Scottish Coast • Day 4 • Cockburnspath to Dunbar

Cockburnspath to Dunbar
Saturday 4 September 2021
19km • 4h 30m (including breaks)
lowest: -2m • highest: 85m • total ascent 492m

See the recorded route on OS Maps

On this day, I was low-level hungover and it was very wet when I expected it not to be. (Erm. Have I forgotten where I live?) But I managed to get up and get a bus to the start when I said I would, and I liked this section anyway. Sometimes a walk in slightly angsty looking weather is what a mild hangover calls for. And I had coffee, so, everything was fine.

The walk started with a very green, woodsy bit to get around over the river and back out to the coast, then along some farm cliffs to the beach leading up to Torness power station. You’d think walking around a massive nuclear power plant might not be pleasant in comparison to previous, less industrial scenes, but it’s so strange and moody, and the weather was perfect for it. I loved it.

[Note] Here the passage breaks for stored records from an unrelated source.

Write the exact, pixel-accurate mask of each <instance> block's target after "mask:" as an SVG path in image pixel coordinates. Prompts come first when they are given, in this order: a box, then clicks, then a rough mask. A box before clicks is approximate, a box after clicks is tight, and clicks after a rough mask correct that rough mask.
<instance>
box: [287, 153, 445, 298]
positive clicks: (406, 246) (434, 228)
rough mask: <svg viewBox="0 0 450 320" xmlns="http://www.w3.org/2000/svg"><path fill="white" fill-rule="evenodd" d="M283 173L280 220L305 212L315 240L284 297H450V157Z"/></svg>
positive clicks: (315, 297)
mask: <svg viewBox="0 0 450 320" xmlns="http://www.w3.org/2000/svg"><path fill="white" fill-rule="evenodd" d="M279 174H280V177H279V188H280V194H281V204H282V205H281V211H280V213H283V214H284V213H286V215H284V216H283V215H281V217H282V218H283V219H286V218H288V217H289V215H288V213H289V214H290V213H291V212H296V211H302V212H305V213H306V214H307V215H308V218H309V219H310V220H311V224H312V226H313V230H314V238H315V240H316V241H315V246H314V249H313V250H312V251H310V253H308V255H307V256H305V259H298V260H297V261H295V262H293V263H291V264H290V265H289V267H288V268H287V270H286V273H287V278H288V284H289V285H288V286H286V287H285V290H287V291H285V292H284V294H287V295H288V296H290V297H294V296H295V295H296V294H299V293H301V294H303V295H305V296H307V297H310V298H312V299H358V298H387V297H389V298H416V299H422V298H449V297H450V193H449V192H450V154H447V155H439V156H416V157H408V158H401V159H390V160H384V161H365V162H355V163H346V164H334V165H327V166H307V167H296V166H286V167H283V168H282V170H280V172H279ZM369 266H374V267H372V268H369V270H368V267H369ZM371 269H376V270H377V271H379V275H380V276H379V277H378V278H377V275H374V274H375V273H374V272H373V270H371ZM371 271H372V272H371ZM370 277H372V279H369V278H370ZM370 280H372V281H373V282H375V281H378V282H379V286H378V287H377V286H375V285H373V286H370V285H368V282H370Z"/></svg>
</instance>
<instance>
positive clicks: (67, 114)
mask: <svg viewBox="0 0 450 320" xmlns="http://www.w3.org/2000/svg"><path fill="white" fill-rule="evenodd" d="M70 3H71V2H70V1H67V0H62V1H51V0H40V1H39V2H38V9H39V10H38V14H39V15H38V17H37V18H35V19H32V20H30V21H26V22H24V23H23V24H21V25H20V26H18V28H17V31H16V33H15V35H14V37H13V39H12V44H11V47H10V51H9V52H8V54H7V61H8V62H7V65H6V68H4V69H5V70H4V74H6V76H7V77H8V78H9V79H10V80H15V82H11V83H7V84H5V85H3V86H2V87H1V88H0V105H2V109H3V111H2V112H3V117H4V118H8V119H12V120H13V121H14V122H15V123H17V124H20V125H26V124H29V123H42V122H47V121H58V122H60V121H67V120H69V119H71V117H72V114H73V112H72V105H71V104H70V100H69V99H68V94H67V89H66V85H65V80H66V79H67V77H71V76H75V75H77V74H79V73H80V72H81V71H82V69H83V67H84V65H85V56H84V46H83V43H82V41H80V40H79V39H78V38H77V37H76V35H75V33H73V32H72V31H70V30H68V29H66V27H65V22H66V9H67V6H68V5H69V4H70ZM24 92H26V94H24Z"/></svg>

This was the second time I took the gamble of not bringing my waterproof trousers and I can tell you it will also be the last. I will carry the weight even if the blazing sunshine looks like it will not quit, because being soggy from the waist down is really not a way to live. That whole ‘no bad weather just the wrong clothes’ thing is usually true.

Thankfully the sun did come out eventually. I had nearly given in to the idea that I would have to sit in the rain and eat my sandwich. But as I got up to the Barns Ness lighthouse, the rain stopped spraying me from all directions and I perched on my sitting pad – which is like carrying a square of underfloor heating with you, and possibly the best bit of luxury gear I have (an amazing gift from Holly) – and ate in the dry air on my dry seat.

My trousers dried relatively quickly. My socks, however, did not follow. This is the problem with waterproof shoes. If the water gets in, it is not getting out. When I finished the walk my feet looked like they’d been soaking in a bath for days. But from this point on, aside from my feet, it was a drier walk.

And now lets talk about the ever-present coastal golf courses again. Because cows are scary in an I-can-see-the-giant-and-potentially-terrifyingly-cranky-animal-so-at-least-I-know-it’s-coming sort of way. But golf courses mean a ball could smack you in the head from any direction at any time and you probably won’t see it because it’s a golf ball coming from a sky that, on many occasions, is roughly the same colour as itself.

Walkers are meant to let golfers play through in front of them, but this is basically impossible when the course is busy. And there are people playing in all directions, so you basically end up looking all directions all the time and trying to hear if anyone shouted a warning over the wind. I guess the golfers have to do this too, but it’s quite nerve-wracking. And too bad because the little beaches running alongside the course on the way into Dunbar here were pretty nice. But I wasn’t paying attention to them. I was busy making sure I didn’t get picked off.

Once I managed that, I stuck to the beaches as long as possible until I was pretty much in the centre of Dunbar. There was a music festival going on, and Neil, who I used to work with, told me to stop by the gig he was stewarding to say hello. It’s always very nice to see a friendly face at the end of a walk. And it’s too bad I didn’t arrive earlier and bring some friends, because the band playing at the Battery was called Cow Cow Boogie, and they were absolutely danceable. It was really lovely to see some live music again for the first time in ages though, even if it was just a song or two. Thanks Neil!

Afterwards I took my soggy feet to Haddington where Valerie, who’d been doing a different walk, was stopping for tea at George and Migle’s. We sat in front of their new woodburner and ate a mound of Indian takeaway before heading back to Edinburgh. A very elaborate and extensive hangover cure of a day. I highly recommend it.